Sue Rossiter, the CITB’s area manager for Greater London, says the institute recognises that it is new skills that will be most in demand. “We’re identifying skills and adding training as the new materials and techniques that will be used are decided on. We work with local colleges to develop things like specialist welding courses very quickly.”

And indeed, there is no time to waste. “Unless we get to grips with it now, there’ll be a huge problem,” says Rogers. “There’s only one logistics course in the country at the moment and these things take time. Things are moving in the right direction, but we can’t spend years or even months debating it.”

Alan Ritchie, general secretary of union UCATT, wants to make training mandatory in Olympic construction contracts. "That way, young people in London will be trained in skills that will be of use to them and the industry far beyond the Olympic programme.
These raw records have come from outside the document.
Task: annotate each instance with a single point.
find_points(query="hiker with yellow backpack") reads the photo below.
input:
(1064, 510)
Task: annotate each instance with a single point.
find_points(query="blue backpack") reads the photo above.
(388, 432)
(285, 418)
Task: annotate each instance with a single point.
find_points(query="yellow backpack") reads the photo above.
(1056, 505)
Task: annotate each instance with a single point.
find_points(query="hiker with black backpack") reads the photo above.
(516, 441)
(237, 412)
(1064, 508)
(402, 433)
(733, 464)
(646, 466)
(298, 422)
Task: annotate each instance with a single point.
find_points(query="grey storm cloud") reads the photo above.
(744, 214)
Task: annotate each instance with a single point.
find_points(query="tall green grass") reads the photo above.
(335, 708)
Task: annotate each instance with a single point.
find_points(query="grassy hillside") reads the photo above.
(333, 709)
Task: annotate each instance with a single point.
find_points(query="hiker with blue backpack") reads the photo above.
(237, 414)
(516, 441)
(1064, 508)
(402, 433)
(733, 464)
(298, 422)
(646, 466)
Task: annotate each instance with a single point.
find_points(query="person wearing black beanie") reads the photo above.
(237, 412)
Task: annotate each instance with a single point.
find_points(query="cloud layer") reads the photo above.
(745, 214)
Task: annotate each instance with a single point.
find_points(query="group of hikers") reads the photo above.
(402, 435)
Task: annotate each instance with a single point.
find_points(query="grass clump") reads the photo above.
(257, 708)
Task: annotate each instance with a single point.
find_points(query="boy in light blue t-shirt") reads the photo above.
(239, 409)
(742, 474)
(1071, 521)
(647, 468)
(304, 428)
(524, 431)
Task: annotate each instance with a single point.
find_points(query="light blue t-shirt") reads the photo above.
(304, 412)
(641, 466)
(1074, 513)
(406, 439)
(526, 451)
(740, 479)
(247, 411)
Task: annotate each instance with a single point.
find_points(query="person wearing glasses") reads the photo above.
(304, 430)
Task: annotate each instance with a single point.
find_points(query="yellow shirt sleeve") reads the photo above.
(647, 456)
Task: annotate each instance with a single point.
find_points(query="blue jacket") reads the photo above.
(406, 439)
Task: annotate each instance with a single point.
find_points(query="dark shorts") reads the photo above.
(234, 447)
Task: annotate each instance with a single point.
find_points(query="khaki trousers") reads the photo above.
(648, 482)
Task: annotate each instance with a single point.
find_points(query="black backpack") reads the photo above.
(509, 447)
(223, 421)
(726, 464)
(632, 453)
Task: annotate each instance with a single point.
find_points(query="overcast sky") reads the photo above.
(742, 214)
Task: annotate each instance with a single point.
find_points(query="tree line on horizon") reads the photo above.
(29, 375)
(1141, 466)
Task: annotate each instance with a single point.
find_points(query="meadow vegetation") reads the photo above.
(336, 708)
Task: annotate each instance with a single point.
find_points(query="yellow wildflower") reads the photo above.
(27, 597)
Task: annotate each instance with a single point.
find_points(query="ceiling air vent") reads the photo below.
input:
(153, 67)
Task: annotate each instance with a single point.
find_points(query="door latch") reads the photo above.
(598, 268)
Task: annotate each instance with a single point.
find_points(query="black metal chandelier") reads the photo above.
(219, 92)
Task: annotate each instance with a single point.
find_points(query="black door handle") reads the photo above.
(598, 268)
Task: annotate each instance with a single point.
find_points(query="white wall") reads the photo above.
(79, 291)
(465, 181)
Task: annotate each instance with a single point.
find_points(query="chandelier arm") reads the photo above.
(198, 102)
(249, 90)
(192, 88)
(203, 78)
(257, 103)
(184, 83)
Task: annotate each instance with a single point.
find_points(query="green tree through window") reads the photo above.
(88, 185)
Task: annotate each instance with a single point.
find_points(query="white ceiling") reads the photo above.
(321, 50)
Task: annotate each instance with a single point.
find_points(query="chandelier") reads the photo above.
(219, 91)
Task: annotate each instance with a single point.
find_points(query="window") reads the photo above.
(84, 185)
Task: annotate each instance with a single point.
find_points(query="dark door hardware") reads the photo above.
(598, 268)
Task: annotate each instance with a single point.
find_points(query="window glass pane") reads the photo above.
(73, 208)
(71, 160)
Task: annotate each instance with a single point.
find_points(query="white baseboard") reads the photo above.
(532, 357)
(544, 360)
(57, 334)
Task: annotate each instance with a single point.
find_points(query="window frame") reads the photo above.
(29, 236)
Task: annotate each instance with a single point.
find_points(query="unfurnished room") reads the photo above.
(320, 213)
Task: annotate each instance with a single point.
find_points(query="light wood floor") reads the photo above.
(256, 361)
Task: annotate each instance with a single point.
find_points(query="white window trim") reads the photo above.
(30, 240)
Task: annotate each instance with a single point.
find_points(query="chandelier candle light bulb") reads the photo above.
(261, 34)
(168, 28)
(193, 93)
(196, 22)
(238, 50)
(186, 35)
There is so little direct employment that it is easy for firms to avoid their responsibilities on training. There are some responsible contractors who comply with their obligations, but unfortunately they are the minority. This has to be a mandatory requirement, and the Olympics is the ideal opportunity for that."

Give them the chance and they’ll bite your hand off …

Careers adviser
Jill Weeks, Connexions personal adviser in the South-west

Why don’t young people want to go into construction?They do! I’ve been working with the CITB for a number of years in an attempt to get more young people into construction and we’ve found that the interest in the industry has always been there. The problem is that in the South-west in particular there is a large number of small businesses, which just don’t have the capacity to train youngsters. This means that it can be difficult for young people to get the training that they need to enter the industry. The construction courses that we run here get filled up quickly and are popular – the problem is that it’s an expensive form of training. So in terms of young people of school-leaving age, locally they do want to go into construction but are generally finding it hard to get employers to take them on. There’s always been the interest, but not the opportunities.

Careers director
Noel Tierney, operations director, Prospect in north London

Why don’t young people want to go into construction?I look after the areas of Barnet, Enfield and Haringey in north London and there is now a staying-on rate of 82% for those of school-leaving age, so that immediately takes a lot of people out of the job market. But there has also been an steady decline in the number of opportunities for young people to enter the industry. The pressure is so intense for employers to compete at a high level that they don’t feel that they are able to invest in training for young people – because apprentices won’t be as immediately productive as they’d like, employers want to take on people who already have the skills they need. And they are operating against the backdrop of education, education, education, which can create a mixed message. If employers feel there isn’t anybody out there, then they wonder what the point is in looking. Essentially there just aren’t the opportunities coming through as they used to – the days of big companies saying they will take on 20 apprenticeships this year have all but gone. If the industry would give the opportunities, young people would bite their hands off.